Aegina é uma ilha Sarônica encontrada no Golfo Sarônico. A tradição diz que a ilha tem o nome de Egina, a mãe de Aeacus, que estava na ilha e se tornaria seu rei. A própria Aegina era filha do deus do rio Asopus e da ninfa Metope. Zeus raptou Egina, levou-a para a ilha e lá ela deu à luz Aeacus. Aegina era onde os mirmidões se reuniam e treinavam, pois Zeus pensava que a ilha desabitada seria o lugar perfeito. Eventualmente, os mirmidões seriam conhecidos como a unidade de combate mais temível da Grécia.

Durante os tempos antigos, Aegina era rival de Atenas. A história dessas relações foi registrada por Heródoto, que traçou a hostilidade entre os dois até imagens das deusas Auxésia e Damia. Dizia que as imagens foram tiradas pelos Aeginetes de Epidauros, seu estado original.

Os epidaurianos tinham o costume de fazer oferendas anuais às divindades atenienses Atena e Erecteu como uma espécie de pagamento pela oliveira ateniense de que eram feitas as estátuas. Os Aeginetes não tinham interesse em continuar com essa tradição, fazendo com que os atenienses planejassem levá-los embora. Mas então uma coisa milagrosa aconteceu, de acordo com os Aeginetes. As estátuas caíram de joelhos e apenas uma voltaria para Atenas.

Outra consideração a respeito dessa rivalidade é que Atenas pode ter ficado com inveja da prosperidade crescente de Egina e de seus negócios com a Pérsia.
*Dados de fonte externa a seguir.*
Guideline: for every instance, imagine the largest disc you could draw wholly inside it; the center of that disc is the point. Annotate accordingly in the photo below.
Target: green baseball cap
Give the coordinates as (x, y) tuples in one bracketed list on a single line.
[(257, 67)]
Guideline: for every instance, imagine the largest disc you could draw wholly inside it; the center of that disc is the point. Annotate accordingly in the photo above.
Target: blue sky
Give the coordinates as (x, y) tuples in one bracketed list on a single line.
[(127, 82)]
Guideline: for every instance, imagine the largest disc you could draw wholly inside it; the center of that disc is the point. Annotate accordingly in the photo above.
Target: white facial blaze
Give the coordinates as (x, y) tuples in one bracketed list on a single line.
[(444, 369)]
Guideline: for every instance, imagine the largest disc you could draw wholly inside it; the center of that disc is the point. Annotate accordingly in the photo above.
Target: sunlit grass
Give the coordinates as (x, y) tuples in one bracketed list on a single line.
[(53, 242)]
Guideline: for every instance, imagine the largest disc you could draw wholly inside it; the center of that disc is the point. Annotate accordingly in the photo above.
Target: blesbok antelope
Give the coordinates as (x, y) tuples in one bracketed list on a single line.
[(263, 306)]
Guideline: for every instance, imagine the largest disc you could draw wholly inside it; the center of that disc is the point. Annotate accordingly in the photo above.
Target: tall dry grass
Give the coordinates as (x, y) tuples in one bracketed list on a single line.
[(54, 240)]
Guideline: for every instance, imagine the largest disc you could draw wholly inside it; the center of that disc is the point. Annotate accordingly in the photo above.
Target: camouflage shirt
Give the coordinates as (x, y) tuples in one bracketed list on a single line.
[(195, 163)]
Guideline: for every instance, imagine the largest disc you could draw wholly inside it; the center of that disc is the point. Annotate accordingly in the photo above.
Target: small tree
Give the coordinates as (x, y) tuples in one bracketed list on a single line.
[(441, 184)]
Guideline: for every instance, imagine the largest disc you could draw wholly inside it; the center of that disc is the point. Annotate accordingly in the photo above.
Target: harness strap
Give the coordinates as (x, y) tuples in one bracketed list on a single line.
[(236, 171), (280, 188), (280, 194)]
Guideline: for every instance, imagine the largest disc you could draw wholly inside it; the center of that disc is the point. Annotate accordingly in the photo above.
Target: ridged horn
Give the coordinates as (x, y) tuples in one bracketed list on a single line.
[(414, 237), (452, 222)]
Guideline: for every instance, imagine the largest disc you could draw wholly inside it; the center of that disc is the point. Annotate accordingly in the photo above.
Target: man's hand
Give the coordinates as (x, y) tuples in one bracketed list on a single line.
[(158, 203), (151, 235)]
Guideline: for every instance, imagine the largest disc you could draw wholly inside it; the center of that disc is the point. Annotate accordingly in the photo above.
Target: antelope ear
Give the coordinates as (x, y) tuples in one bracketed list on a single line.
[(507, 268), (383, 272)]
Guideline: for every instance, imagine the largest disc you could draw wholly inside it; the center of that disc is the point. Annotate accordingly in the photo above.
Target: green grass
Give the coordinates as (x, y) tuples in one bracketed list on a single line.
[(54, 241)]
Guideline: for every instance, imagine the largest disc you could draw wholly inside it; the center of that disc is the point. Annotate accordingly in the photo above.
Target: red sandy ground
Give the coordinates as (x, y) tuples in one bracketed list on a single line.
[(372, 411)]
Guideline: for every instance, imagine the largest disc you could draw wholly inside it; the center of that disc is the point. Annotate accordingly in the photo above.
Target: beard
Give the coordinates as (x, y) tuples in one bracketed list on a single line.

Pensa-se que os Aeginetes introduziram a cunhagem no mundo ocidental cerca de 30 a 40 anos depois que a cunhagem foi inventada na Ásia Menor (pelos gregos jônicos ou pelos lídios). Aeginetes se tornaria a primeira a cunhar moedas e os padrões e pesos que eles criariam se tornariam o padrão em toda a Grécia.

Região Administrativa da Ilha Egina, Grécia

Área da Ilha Egina, Grécia

População da Ilha Egina, Grécia

Principais atrações na Ilha Egina, Grécia

Templo de Aphaia & # 8211 Localizado na Agia Marina. O templo dórico foi construído em 420 aC. Ele está situado no topo de uma rocha e é dedicado a Atena Aphaia.
Museu Arqueológico de Aegina & # 8211 Repleto de achados de escavações, este museu o ajudará a reunir os diferentes sítios arqueológicos que você pode querer visitar. Apresenta artefatos do Templo de Afaia, uma estátua do Templo de Apolo e vasos neolíticos. Localizado próximo ao local do Kolona.
Praia da Ilha Moni & # 8211 Faça um passeio de barco de oito minutos até a Ilha Moni para conhecer esta praia única. Águas límpidas e bela natureza fazem esta praia valer a pena. Se você gosta de caminhadas, suba uma montanha e veja dois barracões de pedra usados ​​pelos alemães na Segunda Guerra Mundial.
Mosteiro de Agios Nektarios & # 8211 6 km do centro da cidade de Aegina. Fundada pelo bispo de Pentápolis Nektarios entre 1904 e 1910. A igreja tem duas torres sineiras altas e uma série de quatro janelas. Quatorze freiras vivem no mosteiro.
Aldeia de Paleochora & # 8211 Paleochora significa “cidade velha” em grego. A aldeia tem laços com o Império Bizantino. A vila foi abandonada na década de 1820, portanto, a visita o levará de volta no tempo e permitirá que você veja como seria uma vila bizantina.
Praia Maratona & # 8211 5 km a sudeste da cidade de Aegina. Uma praia isolada onde você pode evitar as multidões. Parcialmente organizado e familiar.
Templo de Apolo & # 8211 O Templo de Apolo também é conhecido como Kolona, ​​que significa coluna. Remonta ao século 6. Localizado ao norte da cidade de Aegina, em uma pequena colina com vista para o porto.
Panagitsa & # 8211 Uma grande igreja com uma cúpula redonda. Esta igreja é considerada a santa protetora dos marinheiros. Localizado no porto da cidade de Egina.
Hospital da Vida Selvagem & # 8211 Imperdível para qualquer amante dos animais. Este é um centro de reabilitação para animais selvagens. Localizado perto de Pahia Rahi Village.
Praia Perdika & # 8211 Localizado a 10 km a sudeste da cidade de Aegina. Praia parcialmente organizada com equipamentos turísticos. Uma série de tabernas de peixe alinham-se na praia.